= Internet addiction in the United States =

Internet addiction in the United States, consisting of online gambling, social media, and video games addictions, has affected people in the United States. A study done by the California State University found that 10% of Americans are addicted to social media. Douglas Gentile, a psychologist at Iowa State University, showed that 8.5% of children in the United States who play video games are addicted to them.

== Background ==
A Pew Research Center survey found that 85% of American adults access the internet daily. Of that 85%, 35% answered they go "online almost constantly", 48% said they accessed the internet almost daily, and 6% stated they accessed the internet once a day.

A study published in JAMA found that half of the studied children had addictive behavior with their use of mobile phones. The study also found that children who said their internet usage was addictive were at higher risk of suicide.

== Online gambling ==
When online sportsbooks became available in Pennsylvania, internet searches for gambling addiction rose 61%. A survey by the Siena College Research Institute and the St. Bonaventure University’s Jandoli School of Communication found that 9% of surveyed Americans who have gambled online called a gambling hotline.

== Social media ==
A study done by the California State University found that around 10% of Americans are addicted to social media. There has been an association with children between frequent social media use, depression, and an increased risk of suicide. Evidence shows that female and LGBTQ children are more susceptible. According to Yale Medicine, some researchers believe that social media can overstimulate the brain's reward center and can trigger pathways similar to addiction.

77% of surveyed high school students reported using social media several times a day. Frequent social media use was more common with females than males, and frequent social media use was also more common with heterosexual students than gay students.

In 2023, United States Surgeon General Vivek Murthy published an advisory entitled "Social Media and Youth Mental Health", which warned about the harms of social media use with regard to children's mental health. In October 2025, New York City, New York and Oakland, California filed lawsuits against Meta Platforms, Alphabet, Snap, and ByteDance for their gross negligence and causing of a public nuisance with regard to social media addiction among children.

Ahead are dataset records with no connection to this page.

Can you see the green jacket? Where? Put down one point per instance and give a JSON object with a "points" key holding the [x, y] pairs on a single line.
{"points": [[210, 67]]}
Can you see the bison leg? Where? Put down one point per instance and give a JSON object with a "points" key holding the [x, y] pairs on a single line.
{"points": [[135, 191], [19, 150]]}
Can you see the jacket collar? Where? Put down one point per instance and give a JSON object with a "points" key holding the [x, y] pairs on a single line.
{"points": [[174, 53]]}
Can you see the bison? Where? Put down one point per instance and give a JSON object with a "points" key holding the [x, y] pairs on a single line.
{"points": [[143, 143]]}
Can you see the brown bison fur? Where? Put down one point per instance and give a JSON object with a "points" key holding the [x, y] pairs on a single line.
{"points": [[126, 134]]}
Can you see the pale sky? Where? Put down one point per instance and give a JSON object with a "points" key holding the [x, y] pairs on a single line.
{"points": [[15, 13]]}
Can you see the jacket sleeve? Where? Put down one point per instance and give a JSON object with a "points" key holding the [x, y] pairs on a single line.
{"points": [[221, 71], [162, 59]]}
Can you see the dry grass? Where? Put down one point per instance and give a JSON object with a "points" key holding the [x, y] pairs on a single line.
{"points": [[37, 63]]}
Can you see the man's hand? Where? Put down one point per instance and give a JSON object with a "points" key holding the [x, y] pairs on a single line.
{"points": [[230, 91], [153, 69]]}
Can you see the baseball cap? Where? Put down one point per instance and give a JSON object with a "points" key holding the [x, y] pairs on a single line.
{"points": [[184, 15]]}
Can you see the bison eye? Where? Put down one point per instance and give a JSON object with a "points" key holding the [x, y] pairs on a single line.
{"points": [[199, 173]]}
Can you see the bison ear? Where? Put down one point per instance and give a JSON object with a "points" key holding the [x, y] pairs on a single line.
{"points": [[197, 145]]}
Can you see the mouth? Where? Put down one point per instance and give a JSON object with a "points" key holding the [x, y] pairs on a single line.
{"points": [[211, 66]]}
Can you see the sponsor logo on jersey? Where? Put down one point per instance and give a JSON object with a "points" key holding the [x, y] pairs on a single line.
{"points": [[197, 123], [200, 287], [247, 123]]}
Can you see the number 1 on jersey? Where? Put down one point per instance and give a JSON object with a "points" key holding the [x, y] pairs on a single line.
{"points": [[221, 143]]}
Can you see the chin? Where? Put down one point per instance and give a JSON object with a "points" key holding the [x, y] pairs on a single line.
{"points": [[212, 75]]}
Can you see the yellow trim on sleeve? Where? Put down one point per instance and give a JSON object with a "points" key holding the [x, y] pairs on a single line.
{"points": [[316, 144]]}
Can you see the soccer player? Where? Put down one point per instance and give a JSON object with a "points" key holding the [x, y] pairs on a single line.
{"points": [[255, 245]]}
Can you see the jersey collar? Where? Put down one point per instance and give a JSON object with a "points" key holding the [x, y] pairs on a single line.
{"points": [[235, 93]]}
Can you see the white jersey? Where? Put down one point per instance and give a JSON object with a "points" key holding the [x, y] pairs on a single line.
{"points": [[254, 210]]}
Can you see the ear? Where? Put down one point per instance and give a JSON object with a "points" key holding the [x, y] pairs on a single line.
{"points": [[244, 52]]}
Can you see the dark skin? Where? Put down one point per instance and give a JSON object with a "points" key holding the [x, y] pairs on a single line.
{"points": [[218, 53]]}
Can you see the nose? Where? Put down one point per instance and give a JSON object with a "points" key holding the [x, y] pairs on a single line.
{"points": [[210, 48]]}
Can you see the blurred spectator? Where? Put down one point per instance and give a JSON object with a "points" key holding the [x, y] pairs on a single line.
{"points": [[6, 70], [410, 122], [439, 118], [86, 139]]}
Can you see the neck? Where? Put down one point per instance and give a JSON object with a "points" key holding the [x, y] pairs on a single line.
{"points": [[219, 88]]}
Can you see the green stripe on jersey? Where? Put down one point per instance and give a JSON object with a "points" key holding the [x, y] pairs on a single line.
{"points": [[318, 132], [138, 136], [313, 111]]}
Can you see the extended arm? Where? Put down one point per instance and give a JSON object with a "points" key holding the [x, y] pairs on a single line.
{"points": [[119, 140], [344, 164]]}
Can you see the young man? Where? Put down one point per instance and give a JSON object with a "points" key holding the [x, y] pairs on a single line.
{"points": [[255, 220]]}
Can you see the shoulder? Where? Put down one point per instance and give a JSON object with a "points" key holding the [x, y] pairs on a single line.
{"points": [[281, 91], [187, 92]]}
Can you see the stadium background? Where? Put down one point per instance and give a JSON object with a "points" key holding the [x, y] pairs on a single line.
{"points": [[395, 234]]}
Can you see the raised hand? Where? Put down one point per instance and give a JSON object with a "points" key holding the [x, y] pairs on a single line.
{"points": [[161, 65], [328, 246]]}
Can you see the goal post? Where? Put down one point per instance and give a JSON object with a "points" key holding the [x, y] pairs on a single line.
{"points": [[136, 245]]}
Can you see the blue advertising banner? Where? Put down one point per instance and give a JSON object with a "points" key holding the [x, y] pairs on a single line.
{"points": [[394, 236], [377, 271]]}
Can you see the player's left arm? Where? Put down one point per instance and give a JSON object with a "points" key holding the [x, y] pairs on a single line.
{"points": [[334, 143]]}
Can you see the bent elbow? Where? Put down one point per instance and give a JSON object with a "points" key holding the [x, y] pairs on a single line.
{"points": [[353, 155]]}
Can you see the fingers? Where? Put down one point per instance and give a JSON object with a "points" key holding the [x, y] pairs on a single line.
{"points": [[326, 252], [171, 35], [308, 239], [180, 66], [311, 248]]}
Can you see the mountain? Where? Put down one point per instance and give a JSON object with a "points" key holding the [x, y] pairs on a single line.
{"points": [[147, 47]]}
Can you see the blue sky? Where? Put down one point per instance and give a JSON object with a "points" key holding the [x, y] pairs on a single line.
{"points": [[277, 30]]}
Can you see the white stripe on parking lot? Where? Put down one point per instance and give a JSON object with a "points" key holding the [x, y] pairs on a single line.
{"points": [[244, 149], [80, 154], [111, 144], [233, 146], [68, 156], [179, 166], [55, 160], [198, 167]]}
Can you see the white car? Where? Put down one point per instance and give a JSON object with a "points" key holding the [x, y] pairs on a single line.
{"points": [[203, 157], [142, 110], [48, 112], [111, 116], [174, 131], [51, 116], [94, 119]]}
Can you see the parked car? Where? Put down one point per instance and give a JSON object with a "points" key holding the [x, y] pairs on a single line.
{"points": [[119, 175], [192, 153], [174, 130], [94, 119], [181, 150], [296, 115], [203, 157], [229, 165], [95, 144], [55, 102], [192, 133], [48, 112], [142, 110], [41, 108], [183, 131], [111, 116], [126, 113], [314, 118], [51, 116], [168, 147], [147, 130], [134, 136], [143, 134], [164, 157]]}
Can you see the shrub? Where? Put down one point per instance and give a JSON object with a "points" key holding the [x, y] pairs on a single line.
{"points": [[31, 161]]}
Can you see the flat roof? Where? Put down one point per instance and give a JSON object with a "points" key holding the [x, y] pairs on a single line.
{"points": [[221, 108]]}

In March 2026, a ruling was made in the bellwether case, K.G.M. v. Meta et al. The jury found that Meta and YouTube were negligent “in a case that accused the companies of designing their apps to be addictive and harmful to teens”. Meta and YouTube’s parent company, Google, were ordered to pay $3 million in compensatory damages and $3 million in punitive damages to the plaintiff. In June 2026, Los Angeles Superior Court Judge Carolyn Kuhl denied the defendants’ post-trial motions, and both companies appealed the following month.

== Video games ==
Video game addiction is the inability to manage time gaming, giving gaming a higher priority than other interests and responsibilities, and constant gaming despite the negative consequences of such gaming over a year or longer. Research done by Douglas Gentile, a psychologist at Iowa State University, found that around 8.5% of children in the United States who play video games are addicted. Gentile states that what attracts people to video games is autonomy, belonging, and competence with them. While Mark Griffiths states that people get addicted to video games because of consistent rewards while playing the game.

Some developers use psychological tricks, such as creating a world that seems better than the real one, eliminating real-world consequences for failure, guaranteeing that players will be rewarded for their efforts, and giving players a sense of purpose, to make video games difficult to quit. William Siu, co-founder of Storm8, described how video game addiction was built into the design of many games to build player habits of playing the game.

=== Cases ===
In November 2001, 21-year-old Wisconsinite Shawn Woolley committed suicide; it has been inferred that his death was related to the popular computer game EverQuest. Woolley's mother said the suicide was due to a rejection or betrayal in the game from a character Woolley called "iluvyou".

Daniel Petric shot his parents because they took away his copy of Halo 3, resulting in his mother's death. In a sentencing hearing after Petric was found guilty of aggravated murder, the judge stated he believed that Petric didn't realize that the death of his parents after the murder would be permanent, in reference to his disconnection from reality, allegedly caused by playing violent video games. On 16 June 2009, Petric was sentenced to 23 years to life in prison.

In 2017, Virginia Beach gamer Brian "Poshybrid" Vigneault, also known by his alias of PoShYbRiD, died during a World of Tanks marathon livestream; Vigneault got up to smoke a cigarette 22 hours into the marathon and never returned. Vigneault had a record of chain-smoking and drinking during each session, which could have factored into his death.

A dispute between two gamers, Casey Viner and Shane Gaskill, over the video game Call of Duty: WWII led to a swatting on an uninvolved person, Andrew Finch, in December 2017. After Gaskill gave a false address, Viner then asked an anonymous online swatter to make the fraudulent call. Police responded, resulting in Finch being fatally shot.